2.2. Lighting for permanent nightwork/slow rotation to promote quick night adaptation

Most recent recommendations to guide lighting for night work have emphasised that caution should be applied due to the unknown long-term effects that could be negative for health. ⁶⁶ But there is currently little doubt that a more brightly lit night-shift will increase alertness and performance as well as promote adaptation to night work, although results will depend on MEDI values (high MEDI supports night adaptation), length of exposure (long duration supports night adaptation) and spectral distribution (high CCT achieves stronger circadian effects). Even though light affects the circadian phase at all times of day, during the night sensitivity to light changes dramatically close to T_min (peaking 2 hours before T_min), light before T_min delays the rhythm and light given after T_min advances the rhythm.^16,26 A phase-response curve to light has been modelled based on laboratory data emphasising how timing of light exposure affects phase change. ⁶⁹ During restricted laboratory conditions a bright light pulse may phase delay the circadian rhythm reaching almost 12 hours across three days if given a 5 hours light pulse just before T_min. ¹⁵ Such adaptation to night work is rarely seen in the field due to conflicting light influences by, that is, daylight. Earlier field studies that have supported adaptation to nightwork have therefore recommended the use of coloured lenses to block blue wavelengths especially while travelling home from work (e.g., dark or orange lenses).^23,70–73

If visual requirements are crucial at the work place, it is quite possible to maintain requirements but choose a different melanopic efficiency depending on the chosen circadian strategy. Brown et al. give an example that a maintained light level of 300 lx may vary in spectral distribution producing a range of MEDI values for LED-based applications (172 lx–248 lx). ²⁸

A blue-enriched light (17 000 K) has, in daytime field studies, been proven to increase alertness and performance and similar effects are shown at night. In one study, a 17 000 K (350 lx at eye level, ≈390 MEDI) for night workers was tested in control rooms in a petrochemical plant with significant improvements in alertness and performance. ⁷⁴ Similar but slightly less significant improvements in performance at the same plant were observed when using 6500K (≈361 MEDI) as compared to 3000–4000K (≈158 MEDI) solutions.

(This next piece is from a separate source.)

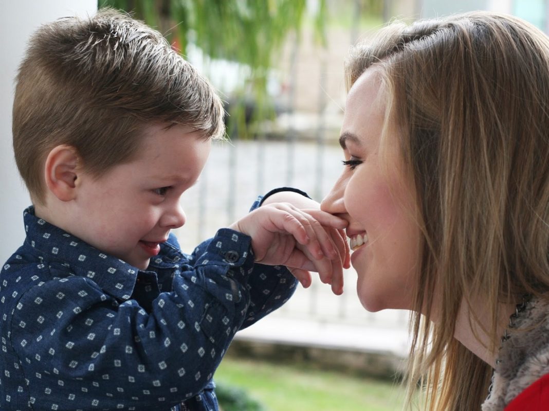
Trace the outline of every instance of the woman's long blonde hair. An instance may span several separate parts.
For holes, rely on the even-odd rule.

At times, intermittent short light exposure could be an option in real life settings. Bjorvatn et al. gave oil platform workers individually based intermittent 30 minutes of bright light (10 000 lx at eye level, 5377 lx MEDI) treatment according to circadian phase estimations before T_min, during the first four night-shifts. The treatment modestly increased subjective night time adaptation. Lowden et al. ²¹ administered bright light (2500 lx at eye level, ≈1700 lx MEDI) only during breaks in a truck factory. The regimen reduced sleepiness, suppressed melatonin at night and lengthened day sleep.

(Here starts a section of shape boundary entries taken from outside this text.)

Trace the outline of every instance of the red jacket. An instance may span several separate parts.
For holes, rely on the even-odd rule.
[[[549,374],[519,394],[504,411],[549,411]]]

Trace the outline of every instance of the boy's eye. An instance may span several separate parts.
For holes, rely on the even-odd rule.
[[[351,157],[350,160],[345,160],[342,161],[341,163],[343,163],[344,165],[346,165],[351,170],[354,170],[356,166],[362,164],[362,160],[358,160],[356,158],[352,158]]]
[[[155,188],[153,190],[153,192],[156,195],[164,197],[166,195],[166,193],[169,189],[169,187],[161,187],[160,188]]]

In summary, we have seen that time spent indoors has increased in industrial societies which has reduced the biological influence of daylight and caused deviations from diurnal circadian rhythms. A work organisation that includes shift work also includes workers that show among the strongest deviations found in society. Electric lighting at work has traditionally partly reinforced such deviations. But as the understanding of light influences increase, lighting technology has also changed and supported new advice for shift work lighting. In this paper, we have emphasised some considerations that could be useful when implementing lighting in shift work settings. Especially, shift characteristics and adaptation of lighting to 24-hour operations, concerns about individual differences or preferences regarding the sensitivity to light, and maintained dependence on natural daylight influences have been highlighted.